Bunun tarafımızdan hoş görülmesi de düşünülemeyecektir. Bu
ahlaksızlığın içinde kimlerin olduğu, kimlerin parmağının bulunduğu
az çok bellidir.
Başbakan Erdoğan; yavuz hırsız ev sahibini bastırır mealinden
yaptığı konuşmaları bir yana bırakmalı, siyasi ahlaksızlığın ve
mili irade saygısızlığının hesabını vermelidir. Ve bu tezgahın
içindeyse hemen özür dilemeli, paralı askerlerini yargıya teslim
etmelidir. Nitekim bugün biz, konuyla ilgili gerekli hukuki
müracaatı da yaparak, partimize dönük terbiyesizliğin hesabını
yargı nezdinde ucu nereye dayanırsa dayansın soracağız.

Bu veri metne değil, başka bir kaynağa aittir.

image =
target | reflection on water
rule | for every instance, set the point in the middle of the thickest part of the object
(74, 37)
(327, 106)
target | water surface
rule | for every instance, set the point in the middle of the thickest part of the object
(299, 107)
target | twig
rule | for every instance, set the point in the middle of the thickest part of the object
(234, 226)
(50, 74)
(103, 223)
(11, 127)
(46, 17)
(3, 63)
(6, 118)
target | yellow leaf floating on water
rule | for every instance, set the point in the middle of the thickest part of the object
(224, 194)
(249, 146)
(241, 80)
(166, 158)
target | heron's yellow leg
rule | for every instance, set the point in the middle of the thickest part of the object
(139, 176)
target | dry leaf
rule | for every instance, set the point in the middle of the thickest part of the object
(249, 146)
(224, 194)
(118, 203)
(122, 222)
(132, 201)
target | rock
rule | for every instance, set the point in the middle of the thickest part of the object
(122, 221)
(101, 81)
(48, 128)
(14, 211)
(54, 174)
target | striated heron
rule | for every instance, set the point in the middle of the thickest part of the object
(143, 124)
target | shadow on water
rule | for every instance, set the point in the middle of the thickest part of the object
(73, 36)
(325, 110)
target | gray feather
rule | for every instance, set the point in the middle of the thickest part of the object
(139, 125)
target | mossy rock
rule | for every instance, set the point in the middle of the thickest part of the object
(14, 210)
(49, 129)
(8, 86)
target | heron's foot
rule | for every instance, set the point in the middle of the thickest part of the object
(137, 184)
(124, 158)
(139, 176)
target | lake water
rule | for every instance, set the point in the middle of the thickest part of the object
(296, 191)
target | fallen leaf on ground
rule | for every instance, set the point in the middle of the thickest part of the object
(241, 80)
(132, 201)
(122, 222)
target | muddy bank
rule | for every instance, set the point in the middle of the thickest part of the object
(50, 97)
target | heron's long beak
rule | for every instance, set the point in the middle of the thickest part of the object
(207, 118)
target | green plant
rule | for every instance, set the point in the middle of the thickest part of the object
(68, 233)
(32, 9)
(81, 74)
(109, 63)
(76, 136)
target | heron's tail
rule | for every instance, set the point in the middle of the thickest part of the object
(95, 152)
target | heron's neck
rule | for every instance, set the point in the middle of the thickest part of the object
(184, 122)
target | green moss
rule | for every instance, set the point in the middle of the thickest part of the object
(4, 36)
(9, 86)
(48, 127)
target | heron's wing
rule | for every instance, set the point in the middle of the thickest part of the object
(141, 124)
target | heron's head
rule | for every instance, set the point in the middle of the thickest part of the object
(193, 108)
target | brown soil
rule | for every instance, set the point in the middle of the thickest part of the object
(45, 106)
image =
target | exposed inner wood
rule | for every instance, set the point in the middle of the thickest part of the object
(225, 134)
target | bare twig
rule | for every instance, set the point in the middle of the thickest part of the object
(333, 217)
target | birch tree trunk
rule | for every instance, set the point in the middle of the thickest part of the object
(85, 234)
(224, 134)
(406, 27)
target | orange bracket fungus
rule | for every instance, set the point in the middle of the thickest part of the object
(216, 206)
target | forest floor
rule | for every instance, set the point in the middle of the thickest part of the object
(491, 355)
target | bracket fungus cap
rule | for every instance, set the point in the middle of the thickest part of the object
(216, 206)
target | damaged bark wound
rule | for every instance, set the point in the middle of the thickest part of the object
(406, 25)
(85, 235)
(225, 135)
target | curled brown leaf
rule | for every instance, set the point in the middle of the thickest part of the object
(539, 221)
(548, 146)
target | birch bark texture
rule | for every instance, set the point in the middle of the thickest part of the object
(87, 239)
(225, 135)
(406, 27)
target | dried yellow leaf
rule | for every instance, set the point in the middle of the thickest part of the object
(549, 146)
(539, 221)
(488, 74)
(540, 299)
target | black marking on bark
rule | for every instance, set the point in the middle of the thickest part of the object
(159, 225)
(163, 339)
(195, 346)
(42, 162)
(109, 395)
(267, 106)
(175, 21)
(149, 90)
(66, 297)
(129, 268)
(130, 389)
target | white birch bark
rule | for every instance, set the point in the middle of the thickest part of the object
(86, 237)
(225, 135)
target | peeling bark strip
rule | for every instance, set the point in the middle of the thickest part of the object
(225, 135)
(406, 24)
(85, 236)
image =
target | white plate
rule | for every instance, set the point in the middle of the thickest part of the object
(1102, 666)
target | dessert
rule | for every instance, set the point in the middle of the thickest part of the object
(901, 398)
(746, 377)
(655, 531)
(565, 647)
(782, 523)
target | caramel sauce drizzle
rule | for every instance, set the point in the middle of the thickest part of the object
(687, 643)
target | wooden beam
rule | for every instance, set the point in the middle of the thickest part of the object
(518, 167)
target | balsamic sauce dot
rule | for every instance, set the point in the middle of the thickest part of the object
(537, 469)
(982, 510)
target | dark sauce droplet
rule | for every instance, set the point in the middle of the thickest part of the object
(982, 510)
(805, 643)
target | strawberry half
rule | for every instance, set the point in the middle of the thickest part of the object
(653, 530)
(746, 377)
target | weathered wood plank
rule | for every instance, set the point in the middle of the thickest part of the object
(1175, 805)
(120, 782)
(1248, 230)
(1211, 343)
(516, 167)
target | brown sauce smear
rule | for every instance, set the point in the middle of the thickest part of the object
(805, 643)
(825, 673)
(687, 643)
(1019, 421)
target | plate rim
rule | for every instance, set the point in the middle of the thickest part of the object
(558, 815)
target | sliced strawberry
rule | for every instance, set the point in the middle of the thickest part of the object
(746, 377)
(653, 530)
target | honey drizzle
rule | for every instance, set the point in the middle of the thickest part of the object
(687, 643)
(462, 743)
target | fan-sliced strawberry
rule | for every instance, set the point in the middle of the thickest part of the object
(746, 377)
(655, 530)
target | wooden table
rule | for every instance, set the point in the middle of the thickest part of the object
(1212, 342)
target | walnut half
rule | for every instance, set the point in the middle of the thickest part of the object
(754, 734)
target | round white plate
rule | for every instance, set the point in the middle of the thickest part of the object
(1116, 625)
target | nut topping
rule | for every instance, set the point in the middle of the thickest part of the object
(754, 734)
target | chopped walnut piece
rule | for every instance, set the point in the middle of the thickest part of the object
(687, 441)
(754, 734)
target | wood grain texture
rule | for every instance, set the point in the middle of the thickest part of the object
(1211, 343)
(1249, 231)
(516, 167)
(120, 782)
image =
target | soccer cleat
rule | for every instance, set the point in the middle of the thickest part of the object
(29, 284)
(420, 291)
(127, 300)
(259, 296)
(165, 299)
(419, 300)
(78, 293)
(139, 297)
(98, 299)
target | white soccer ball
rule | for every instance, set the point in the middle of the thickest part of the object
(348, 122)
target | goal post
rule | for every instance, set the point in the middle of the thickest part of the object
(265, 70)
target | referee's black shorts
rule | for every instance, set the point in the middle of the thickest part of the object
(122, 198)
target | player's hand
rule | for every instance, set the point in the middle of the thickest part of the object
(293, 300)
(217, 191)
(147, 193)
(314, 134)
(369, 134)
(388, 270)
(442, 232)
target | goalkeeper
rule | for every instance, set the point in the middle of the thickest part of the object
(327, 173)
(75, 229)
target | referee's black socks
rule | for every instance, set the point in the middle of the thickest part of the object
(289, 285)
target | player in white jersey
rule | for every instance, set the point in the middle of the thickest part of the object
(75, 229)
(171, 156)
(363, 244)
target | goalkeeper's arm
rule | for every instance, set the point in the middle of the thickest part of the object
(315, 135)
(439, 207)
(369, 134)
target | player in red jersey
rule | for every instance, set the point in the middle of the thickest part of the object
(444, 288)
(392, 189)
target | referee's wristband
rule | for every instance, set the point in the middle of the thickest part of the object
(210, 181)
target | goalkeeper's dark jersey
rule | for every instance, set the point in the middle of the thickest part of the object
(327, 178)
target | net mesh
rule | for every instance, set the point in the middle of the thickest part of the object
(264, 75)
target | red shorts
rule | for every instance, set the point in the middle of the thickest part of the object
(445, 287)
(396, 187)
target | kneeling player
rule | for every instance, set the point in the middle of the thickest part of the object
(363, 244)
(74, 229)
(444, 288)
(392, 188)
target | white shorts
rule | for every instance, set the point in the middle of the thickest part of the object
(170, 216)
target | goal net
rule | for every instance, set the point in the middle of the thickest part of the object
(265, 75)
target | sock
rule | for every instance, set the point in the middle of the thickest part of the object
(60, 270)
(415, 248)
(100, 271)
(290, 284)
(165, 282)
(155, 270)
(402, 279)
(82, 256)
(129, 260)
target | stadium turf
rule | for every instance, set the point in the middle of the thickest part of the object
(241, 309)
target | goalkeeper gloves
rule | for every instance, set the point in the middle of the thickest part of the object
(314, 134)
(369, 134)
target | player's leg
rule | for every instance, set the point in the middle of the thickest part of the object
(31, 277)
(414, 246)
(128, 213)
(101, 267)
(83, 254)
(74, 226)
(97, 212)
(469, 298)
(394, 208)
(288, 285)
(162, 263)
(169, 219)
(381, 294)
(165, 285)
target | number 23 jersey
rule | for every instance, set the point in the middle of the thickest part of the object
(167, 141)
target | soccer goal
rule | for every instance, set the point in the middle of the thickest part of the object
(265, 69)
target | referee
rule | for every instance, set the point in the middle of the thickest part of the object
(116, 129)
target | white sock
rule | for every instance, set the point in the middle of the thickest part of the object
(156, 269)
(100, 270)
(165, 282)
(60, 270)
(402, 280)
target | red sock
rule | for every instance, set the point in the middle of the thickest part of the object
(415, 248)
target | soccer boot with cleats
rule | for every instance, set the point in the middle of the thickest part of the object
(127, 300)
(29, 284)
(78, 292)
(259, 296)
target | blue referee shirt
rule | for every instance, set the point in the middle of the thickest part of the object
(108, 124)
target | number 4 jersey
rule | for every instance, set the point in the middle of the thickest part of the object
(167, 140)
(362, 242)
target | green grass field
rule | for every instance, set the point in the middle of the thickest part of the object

Başbakan Erdoğan şayet bu tezgahtan haberi yoksa, o halde çok
kritik bir tehlikeyle karşı karşıya olduğunu mutlaka görmelidir. AK
Parti’nin açık hava toplantısında, Başbakan’ın konuşma yaptığı
platforma çok yakın bir noktada kolaylıkla kimliği meçhul isimler
büyük boyutlu değişik flama ve afişleri açabiliyorsa durum ciddi
demektir. Bu kapsamda Başbakan Erdoğan’ın tuzağa düşürülme ihtimali
de çok fazladır. Yani kimliği müprem afişçiler, kiralık
pankartçılar Başbakan’ın dibine kadar güvenlik çemberini aşarak
gelmişse, gözü kara suikastçılar da rahatlıkla bunu
yapabileceklerdir.”
(İHA)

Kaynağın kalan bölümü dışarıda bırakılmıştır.